Mon père avait l'air inconsolable, abattu par cette vieillesse têtue et particulière. Ce bel entêtement des âmes pures et immaculées. Aussi faible qu'il fût, il passa son bras autour de mon dos et commença à me parler de l'avenir.

 

Il m'a montré le cimetière avec ses croix sous-marines et ses pierres tombales. La mer au loin, grandissant toujours jusqu'à inonder les tunnels, et qui tôt ou tard déborderait aussi les murs.

 

Il me fit remarquer le vol immobile des dirigeables qui continuaient de passer au-dessus de nos têtes, nous ignorant. Le transit incessant de vieilles machines.

 

"Pensez-vous qu'ils trouveront quelque chose, qu'ils ne s'entre-tueront pas là-bas ?", m'a- t-il demandé.

 

Puis je l'ai regardé. Il a toujours su en quoi j'avais transformé ma vie, mais cette fois dans


 

 

ses yeux se trouvaient les visages de ceux qu'il avait vu passer, aveugles et silencieux. Et j'aurais souhaité, avec désespoir, comme si je pouvais ainsi sauver mon âme, comme si c'était ainsi qu'il me sauverait du fond de l'eau, que mon père lèverait la main contre moi pour la première et unique fois. .

 

Mais il se borna à dire, de sa douce voix de vieillard sur son visage de pierre :

 

-Ta mère est venue me voir en faisant la queue, effrayée, parce qu'elle t'a vu prendre le revolver de chez toi. Puis j'ai entendu les sirènes, le désastre. Et je me suis assis pour t'attendre.

 

C'est à ce moment-là que j'ai décidé de rester. M'abandonnant, en réalité, à la cruauté du climat et au naufrage de la ville. J'ai attrapé la main de mon père et j'ai commencé à pleurer, la tête appuyée sur ses jambes.

 

 

 

LE BARBEAU

 

La première fois que Nicanor Espinoza a vu clairement l'animal, c'était le jour où sa femme a quitté la maison pour rejoindre un autre homme.

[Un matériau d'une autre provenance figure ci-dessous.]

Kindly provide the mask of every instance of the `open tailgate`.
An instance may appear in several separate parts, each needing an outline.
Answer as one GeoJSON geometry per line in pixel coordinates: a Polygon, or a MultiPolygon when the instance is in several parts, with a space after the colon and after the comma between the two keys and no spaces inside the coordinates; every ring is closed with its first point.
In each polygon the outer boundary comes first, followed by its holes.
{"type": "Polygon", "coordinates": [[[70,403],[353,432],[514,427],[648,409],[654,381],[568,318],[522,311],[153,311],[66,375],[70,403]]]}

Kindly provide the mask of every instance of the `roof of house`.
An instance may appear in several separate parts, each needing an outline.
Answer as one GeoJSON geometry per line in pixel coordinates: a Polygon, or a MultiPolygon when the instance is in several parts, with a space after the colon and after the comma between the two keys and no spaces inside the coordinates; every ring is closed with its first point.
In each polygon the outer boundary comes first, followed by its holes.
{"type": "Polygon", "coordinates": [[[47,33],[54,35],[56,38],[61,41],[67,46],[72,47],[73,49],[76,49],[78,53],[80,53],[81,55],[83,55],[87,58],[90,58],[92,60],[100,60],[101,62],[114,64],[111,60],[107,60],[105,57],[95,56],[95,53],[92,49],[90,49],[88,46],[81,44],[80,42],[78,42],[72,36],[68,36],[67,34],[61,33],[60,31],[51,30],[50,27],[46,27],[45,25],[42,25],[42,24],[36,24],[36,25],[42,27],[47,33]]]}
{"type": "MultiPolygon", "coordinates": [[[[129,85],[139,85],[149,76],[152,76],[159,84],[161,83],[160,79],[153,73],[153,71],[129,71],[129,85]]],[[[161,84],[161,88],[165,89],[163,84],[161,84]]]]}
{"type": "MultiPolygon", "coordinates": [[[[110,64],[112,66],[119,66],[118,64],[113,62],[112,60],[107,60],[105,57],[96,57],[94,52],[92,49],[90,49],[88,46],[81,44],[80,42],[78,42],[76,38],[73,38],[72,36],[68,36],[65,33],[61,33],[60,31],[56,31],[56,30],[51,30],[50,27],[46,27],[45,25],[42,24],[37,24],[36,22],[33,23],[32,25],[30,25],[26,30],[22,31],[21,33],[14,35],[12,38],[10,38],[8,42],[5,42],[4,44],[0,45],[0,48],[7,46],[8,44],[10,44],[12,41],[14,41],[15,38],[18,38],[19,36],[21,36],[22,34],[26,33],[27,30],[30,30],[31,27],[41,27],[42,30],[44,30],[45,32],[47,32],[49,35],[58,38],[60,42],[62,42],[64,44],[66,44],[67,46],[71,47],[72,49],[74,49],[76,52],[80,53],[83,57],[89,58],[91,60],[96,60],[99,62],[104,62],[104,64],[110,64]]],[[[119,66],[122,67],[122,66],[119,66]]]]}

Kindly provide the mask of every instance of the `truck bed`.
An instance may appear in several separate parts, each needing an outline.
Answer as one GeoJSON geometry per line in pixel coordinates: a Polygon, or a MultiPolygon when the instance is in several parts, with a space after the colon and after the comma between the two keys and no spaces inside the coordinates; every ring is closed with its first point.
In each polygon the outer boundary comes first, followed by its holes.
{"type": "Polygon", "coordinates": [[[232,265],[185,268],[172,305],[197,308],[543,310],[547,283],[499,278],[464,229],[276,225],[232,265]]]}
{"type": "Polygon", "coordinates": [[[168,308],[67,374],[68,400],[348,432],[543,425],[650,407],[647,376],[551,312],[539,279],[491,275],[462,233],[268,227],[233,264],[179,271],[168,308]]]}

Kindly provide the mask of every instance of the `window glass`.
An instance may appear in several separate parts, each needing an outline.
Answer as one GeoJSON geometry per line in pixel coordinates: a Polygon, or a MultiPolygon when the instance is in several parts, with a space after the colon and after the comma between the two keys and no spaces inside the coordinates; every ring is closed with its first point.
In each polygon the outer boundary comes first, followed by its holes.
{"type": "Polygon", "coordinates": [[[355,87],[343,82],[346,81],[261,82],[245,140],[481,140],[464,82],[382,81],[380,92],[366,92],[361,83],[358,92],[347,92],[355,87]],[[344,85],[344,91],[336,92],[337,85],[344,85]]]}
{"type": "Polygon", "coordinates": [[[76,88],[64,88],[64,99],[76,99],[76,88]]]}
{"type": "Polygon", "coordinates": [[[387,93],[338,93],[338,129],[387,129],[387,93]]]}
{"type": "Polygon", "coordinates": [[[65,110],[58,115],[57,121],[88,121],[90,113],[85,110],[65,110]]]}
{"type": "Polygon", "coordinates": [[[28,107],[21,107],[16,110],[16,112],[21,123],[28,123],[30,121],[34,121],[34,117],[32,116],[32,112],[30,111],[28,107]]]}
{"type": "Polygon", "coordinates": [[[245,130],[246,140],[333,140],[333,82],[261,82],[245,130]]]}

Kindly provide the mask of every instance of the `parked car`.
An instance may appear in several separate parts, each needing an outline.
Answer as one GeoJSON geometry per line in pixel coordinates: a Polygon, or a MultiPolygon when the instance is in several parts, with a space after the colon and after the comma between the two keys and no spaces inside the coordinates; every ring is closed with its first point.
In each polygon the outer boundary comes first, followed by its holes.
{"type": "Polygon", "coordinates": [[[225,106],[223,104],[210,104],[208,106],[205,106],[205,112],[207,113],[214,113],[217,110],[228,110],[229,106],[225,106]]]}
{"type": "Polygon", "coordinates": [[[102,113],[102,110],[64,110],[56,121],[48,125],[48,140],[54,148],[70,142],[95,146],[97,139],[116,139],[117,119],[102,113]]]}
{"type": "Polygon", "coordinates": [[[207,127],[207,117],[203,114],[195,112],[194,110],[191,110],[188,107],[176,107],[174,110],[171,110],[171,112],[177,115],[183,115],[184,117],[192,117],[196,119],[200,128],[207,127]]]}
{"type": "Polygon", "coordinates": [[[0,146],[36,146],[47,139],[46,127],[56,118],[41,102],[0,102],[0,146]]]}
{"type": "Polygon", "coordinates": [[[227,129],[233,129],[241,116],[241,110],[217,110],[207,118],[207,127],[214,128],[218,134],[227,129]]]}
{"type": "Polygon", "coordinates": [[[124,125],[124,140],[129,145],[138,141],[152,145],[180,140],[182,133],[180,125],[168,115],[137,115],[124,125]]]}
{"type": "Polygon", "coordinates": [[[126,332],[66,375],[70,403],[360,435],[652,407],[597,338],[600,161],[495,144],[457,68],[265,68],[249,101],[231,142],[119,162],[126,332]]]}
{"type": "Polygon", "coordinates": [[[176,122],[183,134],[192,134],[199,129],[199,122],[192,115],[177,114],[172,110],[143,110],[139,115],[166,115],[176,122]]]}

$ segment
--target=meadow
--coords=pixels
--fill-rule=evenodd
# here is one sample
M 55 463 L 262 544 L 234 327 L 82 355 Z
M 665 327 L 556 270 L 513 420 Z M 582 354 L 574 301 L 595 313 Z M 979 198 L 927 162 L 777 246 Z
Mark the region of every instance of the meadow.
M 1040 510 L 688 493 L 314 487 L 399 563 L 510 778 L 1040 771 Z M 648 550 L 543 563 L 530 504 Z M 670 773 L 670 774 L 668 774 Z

      "Va au diable !", lui a-t-il crié après l'avoir poussée et jeté les valises dans la cour. Puis il l'attrapa par les cheveux et la tint ainsi pendant un moment qui lui parut aussi long que toutes les années qu'ils avaient vécues ensemble, car à ce moment il aperçut la bête parmi les autres animaux du corral.

      Encore petit, il avait une tête semblable à celle d'un lapin, des pattes courtes et un long museau qui bougeait lorsqu'il reniflait le fumier de la porcherie. Les oreilles se balançaient comme des girouettes dans une tempête. Le corps était maigre, presque en forme de chien, tout comme la queue glabre. Tout était blanc et étonnamment propre dans ce désert de poussière et de boue fondant en une seule masse sur ses terres.

      Lui, qui punissait sa femme de l'audace avec laquelle elle avait osé le tromper, la laissa tomber une fois pour toutes à terre, pendant qu'elle l'insultait. Une femme a trompé Nicanor, pensa-t-elle avec mépris, comme s'il ne s'était pas occupé d'elle pendant toutes ces années comme une reine. S'il n'avait même pas oublié de lui apporter des fleurs de temps en temps, même après la mort de Gonzalo.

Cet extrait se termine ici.